Aim: Climate change assessments are largely based on correlative species distribution models (SDMs) that are sensible to spatial biases or incompleteness of input distribution data. We tested whether changes on the species’ climatic niche resulting from recent human-induced range contractions have a significant influence on SDM predictions of future species distributions.
Methods: For this study, we selected two highly detectable species with acknowledged human-induced range contractions, namely the African savanna elephant (Loxodonta africana) and giraffe (Giraffa camelopardalis). We used presence data until the 1970s to describe each species’ historical distribution, while more recent data characterized the contemporary distribution. We compared the temporal variation between these species distributions using multivariate analyses and the combination of four different SDM algorithms to predict historical, contemporary and future distributional ranges under climate change scenarios.

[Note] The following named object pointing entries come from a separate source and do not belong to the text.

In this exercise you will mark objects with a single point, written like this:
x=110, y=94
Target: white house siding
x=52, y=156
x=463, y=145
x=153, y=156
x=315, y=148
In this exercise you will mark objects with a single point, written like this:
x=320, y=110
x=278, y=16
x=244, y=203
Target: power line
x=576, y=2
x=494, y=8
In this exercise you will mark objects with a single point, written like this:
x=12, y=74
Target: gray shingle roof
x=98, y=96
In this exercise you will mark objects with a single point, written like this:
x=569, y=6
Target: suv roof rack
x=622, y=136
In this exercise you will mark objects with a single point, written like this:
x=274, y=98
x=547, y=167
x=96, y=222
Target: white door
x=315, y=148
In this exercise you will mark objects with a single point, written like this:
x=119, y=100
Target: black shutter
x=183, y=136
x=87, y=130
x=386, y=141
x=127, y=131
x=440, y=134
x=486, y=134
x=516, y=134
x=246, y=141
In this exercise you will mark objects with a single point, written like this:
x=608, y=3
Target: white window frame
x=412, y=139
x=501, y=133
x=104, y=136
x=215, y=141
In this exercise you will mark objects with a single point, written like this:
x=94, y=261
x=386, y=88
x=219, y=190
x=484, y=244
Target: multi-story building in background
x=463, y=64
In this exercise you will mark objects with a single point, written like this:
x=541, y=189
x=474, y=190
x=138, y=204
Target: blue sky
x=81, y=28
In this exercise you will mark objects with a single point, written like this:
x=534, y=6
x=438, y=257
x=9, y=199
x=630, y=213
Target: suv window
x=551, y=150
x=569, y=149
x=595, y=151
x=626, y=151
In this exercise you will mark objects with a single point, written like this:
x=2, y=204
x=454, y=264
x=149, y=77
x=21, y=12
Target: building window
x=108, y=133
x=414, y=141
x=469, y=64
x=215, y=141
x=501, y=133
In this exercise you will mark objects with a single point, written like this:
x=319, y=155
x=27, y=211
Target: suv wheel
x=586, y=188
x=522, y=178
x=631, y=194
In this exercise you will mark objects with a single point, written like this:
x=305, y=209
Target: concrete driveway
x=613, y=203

Results: We show how range contraction differentially reduces the climatic variability associated with the species niche and has an important influence on the predictions of suitable climatic space and species vulnerability trend under climate change scenarios. Future predictions of the distribution of the elephant were mainly affected by the loss of occupied area at the margins of the historical distributions, resulting in a lesser predicted extent when using the contemporary dataset. As for the giraffe models, there were more dramatic consequences with large areas of West Africa failing to be predicted as suitable in the contemporary models, probably as a result from the loss of climatic information due to the species almost complete disappearance from that region.
Main conclusions: Our findings support the importance of considering historical distributional ranges of species in climate change studies in order to account for their full climatic niche and to derive more reliable predictions of future distribution. This is particularly important in species for which distributional ranges have been strongly affected by human activities.